When Doug Collins was hired to coach the Sixers, a lot of time was spent checking out his bona fides. Everywhere he'd been, he'd engineered big turnarounds in his first season, but he also had Michael Jordan and Grant Hill and the teams were ripe to be turned. He'd coached several top-ten defensive teams but that's not so hard when you have Jordan and Pippen on your roster. The biggest concern seemed to be how Collins' slow, plodding style would translate to this young, athletic roster. The answer is, it simply hasn't.
The slow pace hasn't translated, because the Sixers have been playing at a pretty brisk pace. Faster, in fact, than they played under Eddie Jordan last season. Faster than they've played in the past six seasons (relative to league-wide pace).
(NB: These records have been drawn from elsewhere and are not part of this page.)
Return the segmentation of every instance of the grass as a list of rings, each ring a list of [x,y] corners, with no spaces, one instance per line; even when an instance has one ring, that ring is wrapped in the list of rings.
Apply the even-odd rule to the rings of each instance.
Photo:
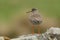
[[[60,0],[0,0],[0,18],[6,21],[15,12],[34,7],[47,17],[60,17]]]

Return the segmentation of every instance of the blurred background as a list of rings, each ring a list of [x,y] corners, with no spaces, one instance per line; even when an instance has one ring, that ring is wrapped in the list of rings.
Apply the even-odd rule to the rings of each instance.
[[[30,34],[32,25],[26,12],[31,8],[38,8],[43,18],[41,33],[60,26],[60,0],[0,0],[0,35],[13,38]]]

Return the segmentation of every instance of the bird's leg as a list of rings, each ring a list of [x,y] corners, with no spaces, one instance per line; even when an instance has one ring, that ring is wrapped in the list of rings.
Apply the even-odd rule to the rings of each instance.
[[[34,25],[32,26],[32,34],[34,34]]]
[[[40,26],[38,25],[38,34],[40,34]]]

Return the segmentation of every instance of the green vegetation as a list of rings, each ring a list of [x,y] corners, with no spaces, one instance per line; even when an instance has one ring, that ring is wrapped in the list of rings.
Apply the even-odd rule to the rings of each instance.
[[[0,20],[8,21],[16,12],[33,7],[47,17],[60,17],[60,0],[0,0]]]

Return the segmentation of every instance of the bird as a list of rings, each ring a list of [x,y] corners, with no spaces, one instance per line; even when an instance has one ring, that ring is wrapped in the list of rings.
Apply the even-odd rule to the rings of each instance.
[[[31,11],[28,11],[29,14],[29,21],[32,24],[32,34],[34,34],[34,25],[39,25],[42,23],[42,17],[39,14],[38,9],[32,8]],[[38,34],[40,34],[40,27],[38,26]]]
Here's a quick look at how Collins' teams ranked in pace (possessions/48 minutes) in each of his full seasons as a head coach in the league:
- Dead last
- Dead last
- 23rd of 25 teams
- 28th of 29 teams
- 28th of 29 teams
- 27th of 29 teams
- 26th of 29 teams
The Sixers are currently playing at the 10th-fastest pace in the league, 95.8 possessions per 48 minutes.
Now, before we throw a parade for Collins for being the first coach to finally realize this team needs to be in the open floor, we need to take a look at why the pace has increased. The Sixers weren't a slow team because they didn't run in the past couple years. They were slow because they (a) made opposing teams work hard for looks on the defensive end (b) got bogged down themselves when they were in the half-court, (c) grabbed a decent number of offensive rebounds and (d) didn't turn the ball over at an alarming rate.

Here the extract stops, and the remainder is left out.